FCTC, Our home is about 160 years old near the Tenn/Al line. If you in the northern part of MS we have similar climates. Our ~5000 sqft home is off the ground on a cut stone perimeter foundation. Because of the shortness of the heating season and my personal eccentricities regarding perserving historical correctness of our home I've made some decisions guys up north would never tolerate. This results in a far less efficent home than most of our northern brothers here. Because of the difficulty of getting ductwork to the upper floors our home has heating/cooling for both floors; heat pump up and propane down. So, I installed a BioMass 60 boiler in an outbuilding about 150' behind our house that supplements the downstairs propane furnace.
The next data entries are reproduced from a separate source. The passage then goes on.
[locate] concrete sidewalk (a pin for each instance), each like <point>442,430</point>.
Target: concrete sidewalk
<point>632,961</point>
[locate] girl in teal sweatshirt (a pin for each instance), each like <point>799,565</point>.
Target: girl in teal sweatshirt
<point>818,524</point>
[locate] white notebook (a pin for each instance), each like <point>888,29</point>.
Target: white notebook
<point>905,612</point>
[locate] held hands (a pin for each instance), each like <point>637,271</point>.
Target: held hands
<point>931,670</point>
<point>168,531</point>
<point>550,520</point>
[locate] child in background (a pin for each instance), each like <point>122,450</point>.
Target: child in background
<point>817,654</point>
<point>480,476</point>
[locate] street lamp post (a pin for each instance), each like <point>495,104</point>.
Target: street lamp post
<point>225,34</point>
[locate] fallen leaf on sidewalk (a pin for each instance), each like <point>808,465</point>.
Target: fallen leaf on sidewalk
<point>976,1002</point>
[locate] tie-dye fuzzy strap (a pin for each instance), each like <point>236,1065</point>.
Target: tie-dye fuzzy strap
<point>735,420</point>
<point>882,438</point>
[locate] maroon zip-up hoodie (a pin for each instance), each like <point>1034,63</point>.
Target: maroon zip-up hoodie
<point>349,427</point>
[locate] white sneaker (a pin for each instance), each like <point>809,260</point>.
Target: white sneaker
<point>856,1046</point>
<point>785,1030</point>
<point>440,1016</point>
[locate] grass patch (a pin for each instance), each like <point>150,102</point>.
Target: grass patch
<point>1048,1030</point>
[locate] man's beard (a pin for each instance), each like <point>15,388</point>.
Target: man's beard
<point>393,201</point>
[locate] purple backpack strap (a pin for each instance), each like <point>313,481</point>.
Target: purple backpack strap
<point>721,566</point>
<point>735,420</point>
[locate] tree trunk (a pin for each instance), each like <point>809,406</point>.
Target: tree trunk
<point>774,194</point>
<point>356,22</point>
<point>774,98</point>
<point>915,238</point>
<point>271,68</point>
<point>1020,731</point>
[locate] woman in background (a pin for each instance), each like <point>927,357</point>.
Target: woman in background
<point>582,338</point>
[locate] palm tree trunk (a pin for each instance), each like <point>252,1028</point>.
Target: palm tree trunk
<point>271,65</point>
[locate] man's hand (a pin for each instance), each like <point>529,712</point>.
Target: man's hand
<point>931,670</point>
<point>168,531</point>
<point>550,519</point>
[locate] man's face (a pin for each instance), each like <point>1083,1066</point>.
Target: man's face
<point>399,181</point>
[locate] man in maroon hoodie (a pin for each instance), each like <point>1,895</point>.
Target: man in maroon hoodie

We keep our downstairs about 66-68F which results in the upstairs usually being a comfortable 62-64F for sleeping. Many would find this too cool, but we find it acceptable and healthy. For northern AL, I think the winter mean is about 37F with of course short periods of exceptional temps in the teens. I installed the wood boiler to eliminate horrendous propane bills and its worked. I probably buy about 2/3 of our wood due to my time shortage and will still have about a 3 year payback vs propane. Read here and pick the right boiler. Hardy heaters are plentiful around us but my boiler burns far less wood. I learned everything I needed to select, install, and operate my boiler right here at this website. Read here a bunch and if you're leaning towards install for the upcoming winter get wood NOW so it can be drying. BTW, we fire up the boiler about Thanksgiving and shut down early to mid-April. Best wishes.


----------